Armenian-American soprano

Zabelle Panosian (June 7, 1891 – January 26, 1986) was an Armenian-American soprano.

She was born Takouhi Der Mesrobian in an Armenian-speaking town, Bardizag (now Bahçecik, Turkey). She emigrated to the United States in the spring of 1907 and was married to the photo-engraver Aram Sarkis Panosian, in Brookline, Massachusetts, with whom she had a daughter in 1908, the dancer Adrina Otero (later Adriana Joyce).

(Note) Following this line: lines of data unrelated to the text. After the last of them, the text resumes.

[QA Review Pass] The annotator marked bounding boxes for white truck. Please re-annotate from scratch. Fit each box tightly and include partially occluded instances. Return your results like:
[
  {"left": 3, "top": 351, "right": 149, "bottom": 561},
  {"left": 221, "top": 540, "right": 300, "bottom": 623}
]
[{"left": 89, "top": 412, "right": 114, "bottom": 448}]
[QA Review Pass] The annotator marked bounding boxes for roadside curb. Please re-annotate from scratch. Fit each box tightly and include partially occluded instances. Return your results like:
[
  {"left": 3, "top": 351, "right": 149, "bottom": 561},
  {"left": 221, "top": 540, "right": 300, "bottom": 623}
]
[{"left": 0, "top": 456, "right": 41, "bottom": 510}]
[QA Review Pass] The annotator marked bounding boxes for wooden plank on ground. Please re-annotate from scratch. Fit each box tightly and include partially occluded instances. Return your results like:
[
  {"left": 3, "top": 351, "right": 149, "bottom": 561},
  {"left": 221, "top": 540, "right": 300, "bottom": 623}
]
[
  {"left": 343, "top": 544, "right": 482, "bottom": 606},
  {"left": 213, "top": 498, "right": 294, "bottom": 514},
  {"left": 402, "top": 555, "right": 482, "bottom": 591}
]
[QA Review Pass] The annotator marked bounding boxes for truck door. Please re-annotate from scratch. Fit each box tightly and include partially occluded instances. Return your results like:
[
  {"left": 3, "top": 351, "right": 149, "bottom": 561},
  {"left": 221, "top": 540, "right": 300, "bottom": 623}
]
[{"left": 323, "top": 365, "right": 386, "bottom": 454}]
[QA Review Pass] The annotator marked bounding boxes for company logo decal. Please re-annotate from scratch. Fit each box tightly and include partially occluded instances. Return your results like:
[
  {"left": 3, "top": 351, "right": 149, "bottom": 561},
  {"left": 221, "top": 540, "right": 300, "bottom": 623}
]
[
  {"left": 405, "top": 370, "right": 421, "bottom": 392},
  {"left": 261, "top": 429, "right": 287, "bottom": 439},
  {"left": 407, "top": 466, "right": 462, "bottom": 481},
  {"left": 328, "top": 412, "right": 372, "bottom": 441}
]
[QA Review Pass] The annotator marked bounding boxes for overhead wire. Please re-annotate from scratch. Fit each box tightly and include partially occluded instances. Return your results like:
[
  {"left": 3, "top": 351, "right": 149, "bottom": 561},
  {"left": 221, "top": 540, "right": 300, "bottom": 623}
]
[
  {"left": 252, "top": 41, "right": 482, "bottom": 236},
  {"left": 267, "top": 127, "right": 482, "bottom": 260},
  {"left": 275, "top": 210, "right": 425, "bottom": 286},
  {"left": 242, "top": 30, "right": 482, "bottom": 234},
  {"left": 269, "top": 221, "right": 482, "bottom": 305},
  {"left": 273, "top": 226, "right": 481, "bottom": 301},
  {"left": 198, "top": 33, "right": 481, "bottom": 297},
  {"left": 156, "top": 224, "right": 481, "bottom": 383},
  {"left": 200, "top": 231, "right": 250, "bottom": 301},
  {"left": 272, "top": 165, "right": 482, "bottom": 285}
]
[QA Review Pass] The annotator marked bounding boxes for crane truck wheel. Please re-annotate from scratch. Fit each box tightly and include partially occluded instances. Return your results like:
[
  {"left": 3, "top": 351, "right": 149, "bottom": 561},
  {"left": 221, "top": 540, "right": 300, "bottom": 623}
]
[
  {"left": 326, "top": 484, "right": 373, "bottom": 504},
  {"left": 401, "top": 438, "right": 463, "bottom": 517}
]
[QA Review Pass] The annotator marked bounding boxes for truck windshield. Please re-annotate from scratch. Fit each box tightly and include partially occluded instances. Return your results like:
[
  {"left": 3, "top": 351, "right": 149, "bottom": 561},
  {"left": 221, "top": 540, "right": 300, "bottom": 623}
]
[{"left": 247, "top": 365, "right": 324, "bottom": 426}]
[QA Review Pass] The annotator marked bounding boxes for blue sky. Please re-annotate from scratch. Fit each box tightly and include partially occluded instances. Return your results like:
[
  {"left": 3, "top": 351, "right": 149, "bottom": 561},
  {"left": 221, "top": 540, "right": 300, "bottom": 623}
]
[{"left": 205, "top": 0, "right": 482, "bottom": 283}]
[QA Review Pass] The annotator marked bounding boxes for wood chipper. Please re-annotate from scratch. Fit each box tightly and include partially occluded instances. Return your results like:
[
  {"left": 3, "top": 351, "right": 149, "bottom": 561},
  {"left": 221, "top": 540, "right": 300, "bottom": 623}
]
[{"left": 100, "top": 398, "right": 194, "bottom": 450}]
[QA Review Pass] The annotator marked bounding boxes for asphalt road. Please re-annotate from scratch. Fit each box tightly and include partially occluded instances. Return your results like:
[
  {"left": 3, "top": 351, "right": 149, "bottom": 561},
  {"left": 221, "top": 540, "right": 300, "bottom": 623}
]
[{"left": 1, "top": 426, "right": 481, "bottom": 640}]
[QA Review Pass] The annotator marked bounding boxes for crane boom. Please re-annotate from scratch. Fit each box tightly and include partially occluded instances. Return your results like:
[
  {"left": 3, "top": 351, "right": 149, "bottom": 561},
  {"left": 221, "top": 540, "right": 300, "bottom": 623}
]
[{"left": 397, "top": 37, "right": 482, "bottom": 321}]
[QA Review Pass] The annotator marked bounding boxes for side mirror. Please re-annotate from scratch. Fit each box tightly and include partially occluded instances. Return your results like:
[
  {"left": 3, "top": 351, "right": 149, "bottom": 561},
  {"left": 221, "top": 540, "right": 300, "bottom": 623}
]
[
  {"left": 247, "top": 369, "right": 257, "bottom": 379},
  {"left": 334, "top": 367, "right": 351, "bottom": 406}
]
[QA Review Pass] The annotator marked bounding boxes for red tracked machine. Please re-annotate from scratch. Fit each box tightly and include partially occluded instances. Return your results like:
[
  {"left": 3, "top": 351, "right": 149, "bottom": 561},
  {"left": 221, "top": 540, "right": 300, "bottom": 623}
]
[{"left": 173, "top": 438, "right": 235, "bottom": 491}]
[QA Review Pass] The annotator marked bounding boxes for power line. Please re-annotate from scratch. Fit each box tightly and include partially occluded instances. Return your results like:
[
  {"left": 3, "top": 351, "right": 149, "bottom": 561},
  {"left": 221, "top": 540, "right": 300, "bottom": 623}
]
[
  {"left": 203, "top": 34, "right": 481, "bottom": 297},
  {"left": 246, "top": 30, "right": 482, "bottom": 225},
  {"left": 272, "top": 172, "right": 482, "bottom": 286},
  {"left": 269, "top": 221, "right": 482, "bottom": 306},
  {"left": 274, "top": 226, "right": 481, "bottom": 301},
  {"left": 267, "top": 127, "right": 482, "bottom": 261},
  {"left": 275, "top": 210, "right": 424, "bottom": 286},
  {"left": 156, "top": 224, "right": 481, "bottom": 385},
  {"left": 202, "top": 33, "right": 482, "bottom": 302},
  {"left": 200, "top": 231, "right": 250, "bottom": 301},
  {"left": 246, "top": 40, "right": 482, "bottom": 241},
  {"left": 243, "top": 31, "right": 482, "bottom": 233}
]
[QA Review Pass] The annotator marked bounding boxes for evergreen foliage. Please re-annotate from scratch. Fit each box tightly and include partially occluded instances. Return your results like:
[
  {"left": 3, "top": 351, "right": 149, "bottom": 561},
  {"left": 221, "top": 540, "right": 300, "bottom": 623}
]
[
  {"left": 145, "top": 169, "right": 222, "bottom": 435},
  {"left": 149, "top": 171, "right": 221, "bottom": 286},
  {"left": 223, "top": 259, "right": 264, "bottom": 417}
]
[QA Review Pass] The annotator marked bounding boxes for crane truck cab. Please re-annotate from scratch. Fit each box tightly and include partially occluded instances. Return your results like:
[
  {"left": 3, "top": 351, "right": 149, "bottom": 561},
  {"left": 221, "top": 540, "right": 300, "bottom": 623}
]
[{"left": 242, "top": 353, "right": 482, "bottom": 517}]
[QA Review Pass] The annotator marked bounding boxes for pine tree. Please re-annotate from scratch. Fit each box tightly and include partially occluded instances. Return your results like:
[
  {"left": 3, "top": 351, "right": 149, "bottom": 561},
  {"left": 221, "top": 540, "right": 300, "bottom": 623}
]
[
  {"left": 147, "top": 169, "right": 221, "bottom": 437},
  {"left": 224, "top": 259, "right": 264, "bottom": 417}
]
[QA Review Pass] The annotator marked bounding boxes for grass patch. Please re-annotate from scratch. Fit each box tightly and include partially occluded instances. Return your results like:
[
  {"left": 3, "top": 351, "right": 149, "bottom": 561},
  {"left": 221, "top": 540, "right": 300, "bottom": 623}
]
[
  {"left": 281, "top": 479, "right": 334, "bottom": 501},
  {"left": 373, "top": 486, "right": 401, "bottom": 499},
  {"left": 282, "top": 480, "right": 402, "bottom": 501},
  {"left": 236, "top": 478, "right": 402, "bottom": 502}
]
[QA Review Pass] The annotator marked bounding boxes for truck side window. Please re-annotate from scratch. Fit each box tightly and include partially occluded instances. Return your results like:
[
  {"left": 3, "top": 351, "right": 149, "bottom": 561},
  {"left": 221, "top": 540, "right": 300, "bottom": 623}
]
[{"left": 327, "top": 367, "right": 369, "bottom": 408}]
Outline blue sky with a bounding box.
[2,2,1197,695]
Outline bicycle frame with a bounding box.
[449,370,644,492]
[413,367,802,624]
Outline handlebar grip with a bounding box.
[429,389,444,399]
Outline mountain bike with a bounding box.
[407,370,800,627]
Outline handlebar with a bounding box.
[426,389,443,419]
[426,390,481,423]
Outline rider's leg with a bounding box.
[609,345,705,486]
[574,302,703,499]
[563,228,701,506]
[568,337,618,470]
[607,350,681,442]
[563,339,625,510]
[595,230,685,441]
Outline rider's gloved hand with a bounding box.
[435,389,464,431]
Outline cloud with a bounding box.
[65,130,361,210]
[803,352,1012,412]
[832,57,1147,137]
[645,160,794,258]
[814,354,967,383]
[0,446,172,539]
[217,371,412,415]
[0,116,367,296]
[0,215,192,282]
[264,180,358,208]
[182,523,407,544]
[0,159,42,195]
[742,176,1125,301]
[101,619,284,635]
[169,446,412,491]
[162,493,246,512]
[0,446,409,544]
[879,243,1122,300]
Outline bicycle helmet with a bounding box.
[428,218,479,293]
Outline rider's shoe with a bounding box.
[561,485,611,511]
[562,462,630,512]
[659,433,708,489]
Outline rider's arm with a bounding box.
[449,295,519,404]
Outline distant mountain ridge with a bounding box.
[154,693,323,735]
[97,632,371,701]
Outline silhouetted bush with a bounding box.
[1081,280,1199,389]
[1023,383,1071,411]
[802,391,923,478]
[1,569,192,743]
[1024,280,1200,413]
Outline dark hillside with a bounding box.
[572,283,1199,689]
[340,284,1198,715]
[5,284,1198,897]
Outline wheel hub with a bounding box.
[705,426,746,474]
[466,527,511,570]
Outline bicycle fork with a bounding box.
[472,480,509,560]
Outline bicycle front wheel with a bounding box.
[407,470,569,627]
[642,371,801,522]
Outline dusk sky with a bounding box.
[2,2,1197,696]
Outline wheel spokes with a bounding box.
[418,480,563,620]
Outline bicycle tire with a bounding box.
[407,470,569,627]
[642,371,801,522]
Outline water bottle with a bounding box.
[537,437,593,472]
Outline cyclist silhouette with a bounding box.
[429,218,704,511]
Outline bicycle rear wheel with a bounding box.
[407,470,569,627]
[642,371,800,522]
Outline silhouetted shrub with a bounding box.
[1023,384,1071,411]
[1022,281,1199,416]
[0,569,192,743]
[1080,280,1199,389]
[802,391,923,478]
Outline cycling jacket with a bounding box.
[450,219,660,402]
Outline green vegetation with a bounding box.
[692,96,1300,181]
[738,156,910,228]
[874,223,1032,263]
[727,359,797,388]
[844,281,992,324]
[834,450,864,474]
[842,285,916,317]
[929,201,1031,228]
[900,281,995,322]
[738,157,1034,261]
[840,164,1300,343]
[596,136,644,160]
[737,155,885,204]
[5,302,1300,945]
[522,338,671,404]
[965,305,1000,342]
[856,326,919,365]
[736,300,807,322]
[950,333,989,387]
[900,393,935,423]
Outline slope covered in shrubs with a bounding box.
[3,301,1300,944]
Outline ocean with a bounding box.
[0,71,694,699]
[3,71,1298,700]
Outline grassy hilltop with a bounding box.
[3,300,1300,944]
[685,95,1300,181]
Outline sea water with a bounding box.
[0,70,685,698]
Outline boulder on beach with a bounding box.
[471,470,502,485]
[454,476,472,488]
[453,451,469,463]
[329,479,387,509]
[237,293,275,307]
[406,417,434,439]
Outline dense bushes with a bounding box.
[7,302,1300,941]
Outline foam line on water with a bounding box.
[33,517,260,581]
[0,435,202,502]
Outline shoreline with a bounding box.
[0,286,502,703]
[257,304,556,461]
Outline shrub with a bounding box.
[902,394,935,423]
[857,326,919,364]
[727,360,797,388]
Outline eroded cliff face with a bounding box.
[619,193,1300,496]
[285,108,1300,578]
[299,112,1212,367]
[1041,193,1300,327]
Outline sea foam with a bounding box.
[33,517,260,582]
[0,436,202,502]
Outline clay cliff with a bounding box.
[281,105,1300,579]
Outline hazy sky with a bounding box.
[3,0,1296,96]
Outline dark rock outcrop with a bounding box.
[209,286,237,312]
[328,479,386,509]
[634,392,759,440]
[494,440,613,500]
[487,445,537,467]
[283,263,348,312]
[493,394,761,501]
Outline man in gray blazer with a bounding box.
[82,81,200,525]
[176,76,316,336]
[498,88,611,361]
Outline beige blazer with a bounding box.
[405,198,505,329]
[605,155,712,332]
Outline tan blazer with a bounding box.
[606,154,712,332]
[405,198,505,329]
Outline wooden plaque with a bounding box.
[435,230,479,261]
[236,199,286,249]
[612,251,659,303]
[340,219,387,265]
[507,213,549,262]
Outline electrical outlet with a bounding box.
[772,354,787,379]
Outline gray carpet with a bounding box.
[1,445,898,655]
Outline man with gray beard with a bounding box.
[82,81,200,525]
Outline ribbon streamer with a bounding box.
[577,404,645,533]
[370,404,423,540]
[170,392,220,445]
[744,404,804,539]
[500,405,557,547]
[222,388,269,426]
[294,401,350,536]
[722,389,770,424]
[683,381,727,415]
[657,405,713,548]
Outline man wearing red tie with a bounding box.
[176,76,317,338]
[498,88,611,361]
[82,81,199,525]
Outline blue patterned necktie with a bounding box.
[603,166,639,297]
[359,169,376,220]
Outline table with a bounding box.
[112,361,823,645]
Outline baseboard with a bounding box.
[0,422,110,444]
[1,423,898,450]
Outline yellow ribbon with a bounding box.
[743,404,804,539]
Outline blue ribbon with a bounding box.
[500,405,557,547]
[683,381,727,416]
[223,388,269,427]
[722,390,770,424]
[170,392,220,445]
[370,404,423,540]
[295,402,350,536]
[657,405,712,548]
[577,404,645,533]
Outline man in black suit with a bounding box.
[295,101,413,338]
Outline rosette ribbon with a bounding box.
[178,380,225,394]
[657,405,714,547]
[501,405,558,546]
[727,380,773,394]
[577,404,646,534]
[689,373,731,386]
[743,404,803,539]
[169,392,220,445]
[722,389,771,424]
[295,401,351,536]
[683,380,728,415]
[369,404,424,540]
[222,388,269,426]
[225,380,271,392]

In March 1917 and June 1918, she recorded ten songs in Armenian and one song in French for Columbia Records' Woolworth Building studio in New York. She is best known for her rendition of Groung (Crane), a folk song that was at least three hundred years old at the time that she recorded it and sold well to Armenians through the 1920s until 1931 when Columbia deleted its Armenian-language catalog.

A contemporary of Armenian-American singers Torcom Bezazian and Amenag Chah-Mouradian, with the latter of whom she frequently performed, Panosian was a prolific fundraiser for Armenian causes from 1915 through 1919. She travelled to Europe and Egypt from 1920 to 1923. While living in Paris, she met Komitas and published an account of their meeting.

From 1923 onward, she lived in New York City. She continued to perform regularly through the 1930s including a concert tour of California, and less often through the 1940s and 50s including appearances in Brazil and Uruguay with her daughter as well as Armenian literary events in New York. In 1982, she donated $756,939 to the Armenian General Benevolent Union.